ABD’de donanmasının olmadığı tek deniz olan KARADENİZ, çatışma alanına döner, savaş çıkma riski ve olasılığı artar. ABD-Rusya it dalaşı eksik olmaz. Huzurumuz kaçar. İstenen bu mudur?
Karadeniz bir barış denizi olmaktan çıkar, ABD ve Rus savaş gemilerinin cirit attığı bir buhran ve kaos denizi halini alır.
Böylesi bir durumda Türkiye söz hakkını ve egemenlik yaptırımını kaybeder, kendini kaosların hatta savaşların içinde bulur. Arzu edilen bu mudur?
Her yıl 1 Temmuz’da liman ve sahil kentlerinde kutladığımız KABOTAJ bayramımızı kutlayamaz hale geliriz.
Montrö ile elde ettiğimiz onca kazanımlarımızı bir çırpıda kaybederiz.

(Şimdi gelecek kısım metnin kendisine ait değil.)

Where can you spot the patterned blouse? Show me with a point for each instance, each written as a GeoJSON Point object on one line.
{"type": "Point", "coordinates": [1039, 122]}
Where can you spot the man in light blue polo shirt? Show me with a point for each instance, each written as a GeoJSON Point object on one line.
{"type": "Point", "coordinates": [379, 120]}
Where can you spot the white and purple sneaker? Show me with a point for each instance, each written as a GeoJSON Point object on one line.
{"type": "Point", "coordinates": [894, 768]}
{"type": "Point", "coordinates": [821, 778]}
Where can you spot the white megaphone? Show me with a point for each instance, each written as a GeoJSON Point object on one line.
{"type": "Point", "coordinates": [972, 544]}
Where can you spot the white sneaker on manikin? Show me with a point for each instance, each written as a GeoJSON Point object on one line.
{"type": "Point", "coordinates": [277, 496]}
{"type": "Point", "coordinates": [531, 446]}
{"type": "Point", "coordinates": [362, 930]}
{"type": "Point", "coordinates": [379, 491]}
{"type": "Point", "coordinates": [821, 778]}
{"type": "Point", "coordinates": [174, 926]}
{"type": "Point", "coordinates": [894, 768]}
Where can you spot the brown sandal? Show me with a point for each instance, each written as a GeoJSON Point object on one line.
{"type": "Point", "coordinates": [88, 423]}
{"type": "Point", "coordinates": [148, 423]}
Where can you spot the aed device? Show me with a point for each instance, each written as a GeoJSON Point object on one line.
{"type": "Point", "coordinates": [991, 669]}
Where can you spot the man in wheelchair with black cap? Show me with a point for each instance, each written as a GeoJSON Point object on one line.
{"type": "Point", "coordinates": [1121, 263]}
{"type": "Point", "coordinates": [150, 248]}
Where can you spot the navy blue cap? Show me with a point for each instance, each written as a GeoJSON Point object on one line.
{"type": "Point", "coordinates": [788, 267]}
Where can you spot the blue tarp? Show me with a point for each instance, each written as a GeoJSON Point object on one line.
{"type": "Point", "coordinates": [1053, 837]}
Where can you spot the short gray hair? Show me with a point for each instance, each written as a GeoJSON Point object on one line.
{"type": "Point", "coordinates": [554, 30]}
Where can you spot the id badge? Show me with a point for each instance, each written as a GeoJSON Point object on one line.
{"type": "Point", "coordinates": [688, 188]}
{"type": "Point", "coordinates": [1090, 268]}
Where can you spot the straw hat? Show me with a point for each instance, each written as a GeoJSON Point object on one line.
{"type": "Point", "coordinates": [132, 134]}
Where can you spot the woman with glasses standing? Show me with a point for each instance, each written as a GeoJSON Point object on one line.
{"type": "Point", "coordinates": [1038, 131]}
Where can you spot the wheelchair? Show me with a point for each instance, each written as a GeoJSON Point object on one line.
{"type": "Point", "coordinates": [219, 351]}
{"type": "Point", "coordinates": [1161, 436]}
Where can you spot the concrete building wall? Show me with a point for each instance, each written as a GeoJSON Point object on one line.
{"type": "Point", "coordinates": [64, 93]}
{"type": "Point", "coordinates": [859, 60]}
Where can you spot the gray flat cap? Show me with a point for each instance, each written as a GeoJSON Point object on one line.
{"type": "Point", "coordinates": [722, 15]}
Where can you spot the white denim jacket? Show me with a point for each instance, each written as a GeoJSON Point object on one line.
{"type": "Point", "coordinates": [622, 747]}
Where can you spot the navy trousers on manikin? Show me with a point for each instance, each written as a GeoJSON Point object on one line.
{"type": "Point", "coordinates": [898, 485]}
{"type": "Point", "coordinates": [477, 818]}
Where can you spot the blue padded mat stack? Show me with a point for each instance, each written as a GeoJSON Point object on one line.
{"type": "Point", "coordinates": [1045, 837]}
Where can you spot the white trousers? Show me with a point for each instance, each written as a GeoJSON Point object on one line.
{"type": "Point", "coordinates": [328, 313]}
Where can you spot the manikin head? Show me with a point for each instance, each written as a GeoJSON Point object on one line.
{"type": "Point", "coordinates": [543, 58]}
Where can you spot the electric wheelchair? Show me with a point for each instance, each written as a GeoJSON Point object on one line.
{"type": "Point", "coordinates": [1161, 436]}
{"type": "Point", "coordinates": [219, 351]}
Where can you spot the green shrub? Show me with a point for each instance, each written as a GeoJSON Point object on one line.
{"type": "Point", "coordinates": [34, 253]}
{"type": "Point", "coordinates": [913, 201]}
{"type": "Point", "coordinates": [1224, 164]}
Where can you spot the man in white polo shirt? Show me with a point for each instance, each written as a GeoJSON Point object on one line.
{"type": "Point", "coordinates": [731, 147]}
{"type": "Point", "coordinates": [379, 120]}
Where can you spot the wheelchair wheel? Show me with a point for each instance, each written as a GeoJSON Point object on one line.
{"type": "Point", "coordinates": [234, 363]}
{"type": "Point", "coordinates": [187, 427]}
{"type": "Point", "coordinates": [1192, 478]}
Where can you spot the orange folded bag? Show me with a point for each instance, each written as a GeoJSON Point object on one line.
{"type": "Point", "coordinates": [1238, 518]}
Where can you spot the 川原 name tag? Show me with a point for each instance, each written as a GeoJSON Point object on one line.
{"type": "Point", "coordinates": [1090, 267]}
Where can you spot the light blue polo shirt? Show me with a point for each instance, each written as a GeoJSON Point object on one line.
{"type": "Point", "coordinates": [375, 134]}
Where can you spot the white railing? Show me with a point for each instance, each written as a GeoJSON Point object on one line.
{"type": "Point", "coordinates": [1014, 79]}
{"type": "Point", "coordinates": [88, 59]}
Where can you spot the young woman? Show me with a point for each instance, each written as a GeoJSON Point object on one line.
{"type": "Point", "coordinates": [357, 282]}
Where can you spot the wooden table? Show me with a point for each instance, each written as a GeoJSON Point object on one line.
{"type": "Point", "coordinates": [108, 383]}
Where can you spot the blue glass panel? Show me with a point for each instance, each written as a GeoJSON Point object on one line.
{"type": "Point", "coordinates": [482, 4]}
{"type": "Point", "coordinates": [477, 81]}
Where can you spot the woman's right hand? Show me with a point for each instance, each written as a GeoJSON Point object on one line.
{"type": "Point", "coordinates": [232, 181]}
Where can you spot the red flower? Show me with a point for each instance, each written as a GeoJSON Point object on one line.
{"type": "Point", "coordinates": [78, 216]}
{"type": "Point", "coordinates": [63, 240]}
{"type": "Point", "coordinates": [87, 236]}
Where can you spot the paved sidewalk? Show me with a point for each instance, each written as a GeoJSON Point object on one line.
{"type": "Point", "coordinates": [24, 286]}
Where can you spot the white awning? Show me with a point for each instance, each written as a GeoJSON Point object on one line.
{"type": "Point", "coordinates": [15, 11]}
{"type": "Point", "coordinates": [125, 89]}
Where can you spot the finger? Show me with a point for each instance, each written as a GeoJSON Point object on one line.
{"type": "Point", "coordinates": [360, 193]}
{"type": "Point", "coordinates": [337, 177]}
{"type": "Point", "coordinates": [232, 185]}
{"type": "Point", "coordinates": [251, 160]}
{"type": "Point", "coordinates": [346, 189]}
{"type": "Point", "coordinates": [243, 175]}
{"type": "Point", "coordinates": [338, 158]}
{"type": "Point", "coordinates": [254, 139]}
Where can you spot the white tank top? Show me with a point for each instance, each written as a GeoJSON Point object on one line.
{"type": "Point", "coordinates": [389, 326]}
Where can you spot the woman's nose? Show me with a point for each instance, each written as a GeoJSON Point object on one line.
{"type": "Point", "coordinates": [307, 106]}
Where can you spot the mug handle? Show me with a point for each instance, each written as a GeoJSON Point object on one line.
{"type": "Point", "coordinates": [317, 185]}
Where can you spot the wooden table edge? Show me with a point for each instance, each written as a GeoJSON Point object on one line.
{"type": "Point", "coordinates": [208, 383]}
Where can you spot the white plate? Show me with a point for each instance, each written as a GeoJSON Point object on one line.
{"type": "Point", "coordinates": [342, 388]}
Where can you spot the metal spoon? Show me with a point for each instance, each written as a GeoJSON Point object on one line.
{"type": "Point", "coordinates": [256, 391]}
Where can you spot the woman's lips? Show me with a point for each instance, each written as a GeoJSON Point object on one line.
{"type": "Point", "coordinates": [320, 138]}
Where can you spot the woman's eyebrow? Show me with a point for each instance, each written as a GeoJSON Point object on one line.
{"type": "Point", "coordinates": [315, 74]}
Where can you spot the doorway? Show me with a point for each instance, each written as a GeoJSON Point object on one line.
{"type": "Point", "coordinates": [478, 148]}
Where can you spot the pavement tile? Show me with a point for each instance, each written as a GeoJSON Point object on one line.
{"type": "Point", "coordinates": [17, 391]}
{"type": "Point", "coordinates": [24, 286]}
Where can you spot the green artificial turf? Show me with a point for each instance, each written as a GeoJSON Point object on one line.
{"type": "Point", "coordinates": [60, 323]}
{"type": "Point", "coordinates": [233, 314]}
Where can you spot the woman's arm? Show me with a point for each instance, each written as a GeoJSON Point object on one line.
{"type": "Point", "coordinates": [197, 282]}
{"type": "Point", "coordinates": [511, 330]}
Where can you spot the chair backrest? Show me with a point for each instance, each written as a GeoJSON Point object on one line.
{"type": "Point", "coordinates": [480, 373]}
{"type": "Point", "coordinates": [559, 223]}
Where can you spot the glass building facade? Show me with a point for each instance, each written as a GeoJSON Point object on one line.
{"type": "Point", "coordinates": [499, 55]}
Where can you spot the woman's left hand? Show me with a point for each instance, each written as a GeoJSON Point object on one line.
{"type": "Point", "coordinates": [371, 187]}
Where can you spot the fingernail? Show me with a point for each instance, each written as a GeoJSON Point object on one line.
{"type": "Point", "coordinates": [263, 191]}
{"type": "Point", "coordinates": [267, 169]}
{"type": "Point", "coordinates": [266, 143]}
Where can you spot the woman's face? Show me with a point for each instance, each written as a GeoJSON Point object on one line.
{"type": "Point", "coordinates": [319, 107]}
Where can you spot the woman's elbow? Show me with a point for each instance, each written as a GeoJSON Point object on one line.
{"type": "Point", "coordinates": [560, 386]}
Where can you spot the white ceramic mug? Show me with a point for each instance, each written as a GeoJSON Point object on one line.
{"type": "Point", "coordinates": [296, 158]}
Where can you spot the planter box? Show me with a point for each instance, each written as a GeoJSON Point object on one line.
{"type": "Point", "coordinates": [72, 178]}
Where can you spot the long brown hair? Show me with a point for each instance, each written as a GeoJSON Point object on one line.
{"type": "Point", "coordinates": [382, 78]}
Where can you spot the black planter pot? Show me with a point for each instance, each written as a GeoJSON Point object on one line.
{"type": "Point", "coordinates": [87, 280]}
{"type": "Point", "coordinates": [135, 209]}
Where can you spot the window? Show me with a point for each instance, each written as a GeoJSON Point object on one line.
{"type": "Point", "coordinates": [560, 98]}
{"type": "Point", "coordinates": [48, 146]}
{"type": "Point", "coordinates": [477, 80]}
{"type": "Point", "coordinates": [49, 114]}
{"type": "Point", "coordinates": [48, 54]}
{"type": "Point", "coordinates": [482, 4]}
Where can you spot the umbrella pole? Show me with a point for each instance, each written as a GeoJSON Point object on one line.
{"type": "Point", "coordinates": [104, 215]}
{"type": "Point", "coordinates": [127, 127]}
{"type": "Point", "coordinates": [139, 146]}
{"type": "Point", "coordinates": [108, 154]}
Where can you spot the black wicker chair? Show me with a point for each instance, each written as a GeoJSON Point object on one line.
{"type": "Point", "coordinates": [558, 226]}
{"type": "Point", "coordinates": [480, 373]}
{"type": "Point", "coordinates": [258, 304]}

Barış denizi özelliğini kaybeden Karadeniz, Marmara denizi ve boğazlar üzerinde ki küresel etkinliğimiz elimizden çıkar.
Eğer ki Montrö söz konusu edilirse (ki inşallah böyle bir niyet ve amaç yoktur.) Lozan da tartışmaya açılmaz mı?
Karadeniz uluslararası çatışma ve savaş taraftarı ülkelerin gösteri alanına dönmez mi? ABD uçak gemilerini Karadeniz’e sokmaz mı? Yoksa Kanal İstanbul ısrarının arkasında da bunlar mı var? Bölgede deki çatışmalar Türkiye’ye de sıçramaz mı?
Sizin niyetiniz; PANDORA’nın kutusunu açmak mı? Balkanları ve Kafkasları savaş alanına çevirmek mi? Montrö iptal edilirse ABD, Ermenistan’a yardım etmez mi bu da Türkiye’nin Karadeniz’den de kuşatılması anlamına gelmez mi?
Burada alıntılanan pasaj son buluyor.